Wednesday, May 23, 2012

Be Mindfully Grateful

This is one thing I need to learn to do and stop complaining!
JUST A REMINDER!!!!

XOXOXOX
May

Tuesday, February 28, 2012

Of weddings and whatnots!

Since November till today, I’ve been to 4 weddings, so that means its an average of one wedding per month. Have already invites to 2 more in June and November. I know I am already at that age where my peers are all getting hitched one by one. One question that is constantly bombarded to me is “ So, when is it your turn?” or  “So, got boyfriend or not?” by relatives and friends of parents (sometimes I am also guilty of asking that questions to friends).  Although I don’t really care and most of the time my answer would be “Aiyah, chill la!” or “too many to choose from.” or “ Wah, you think so easy ah, tomorrow I go shopping la”, it really makes me wonder about it. Maybe you think I am worried or desperate, since I am writing about this now, but in actual fact I don’t think about it like OMG, I am getting older and need to get married now. I know everyone says now is the best time to get married as you wouldn’t want to wait too long to start having a family and all that biological clock blabbers you get. But am I ready for such things?

I still question it all the time whenever someone tells me that they are getting married. I am very happy for them and get all excited for their wedding, but when I put myself in their shoe and get a little shiver down my spine. It’s not like I am a person who doesn’t not believe in marriage,  I DO! but I guess for me it ONE BIG HUGE ASS step in life that I rather not make a mistake. I know I think too much when it comes to relationships and close friends of mine think I’m to analytical with it. People say that’s a flaw as it makes me very very guarded with my feelings. They tell me that I think too much, which have come to realize that I do. One of my many flaws I guess.

However this flaw of mine is something that makes me wonder. What has happened to me to make me the way I am? I feel that I am a very emotional person, I cry at weddings, I cry when I watch Oprah, I cry at the tiniest things – cry baby is my nickname. I cry and get all chocked up at romantic movies and romantic gestures, yet when it comes to my own relationships I become this over analytical person. I haven’t experienced horrible heartbreaks and yet so guarded like everyone is out there to get me! Yes, I am strange!
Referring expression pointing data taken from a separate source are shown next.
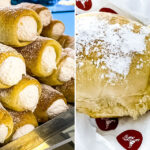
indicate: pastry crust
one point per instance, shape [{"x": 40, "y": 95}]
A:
[
  {"x": 48, "y": 97},
  {"x": 33, "y": 55},
  {"x": 10, "y": 97},
  {"x": 103, "y": 91},
  {"x": 9, "y": 18}
]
Anyway, I hope that this flaw of mine doesn’t make me into this bitter person who despises relationships and end up a horrible spinster that everyone loves to hate. Smile with tongue out

Damn emo right this post? Ish……Cannot like this…so here is something for you to laugh about!

image

Most hilarious book I have ever bought! RIP Michael!

Loves <3

Thursday, January 05, 2012

New Year Resolutions

Don't think I thought about resolutions last year, which led me to think why my 2011 wasn't as productive as it would have been. So, I'll make this entry as a reminder of my 2012 to-do-list.

2012 to-do-list:

1. To be healthier - I lost a little weight during the mid of 2011, but kinda gained it all back again with the lack of exercise during the last few months of the year. Hence, I have told myself that I need to get back in shape. Exercise more and eat healthier. Need to seriously put in effort in having more nutritious food home and not to eat out so often and at ungodly hours! This, I know takes loads of discipline! So friends who truly love me, please remind me of healthy food and healthy lifestyle! OKAY?

2. To start saving seriously - I let myself enjoy 2010, spending however I want and saving VERY little. So this year, I will need to start saving SERIOUSLY. Need to seriously control my spending! Not only do I need to start saving, I need to start learning how to invest, play shares and stuff like that so that my money can grow and not just sit in the bank not working for me! Any tips that can help me achieve my goal?

3. To find something to do other than work and play that I can be proud off - Maybe something that can help the society. I need to have a purpose to make me feel like I'm doing something good. I guess that is one thing I like about my job now. I work with a educational company which indirectly shapes the children of our future. I know I can do more, not just that. OR maybe sign up for a class, may it be art, dance, or music, definitely have an on going project and hobby to fill my time.

This should be enough fo 2012, Cheers to everyone with their resolutions and to do lists! May this year be AWESOME!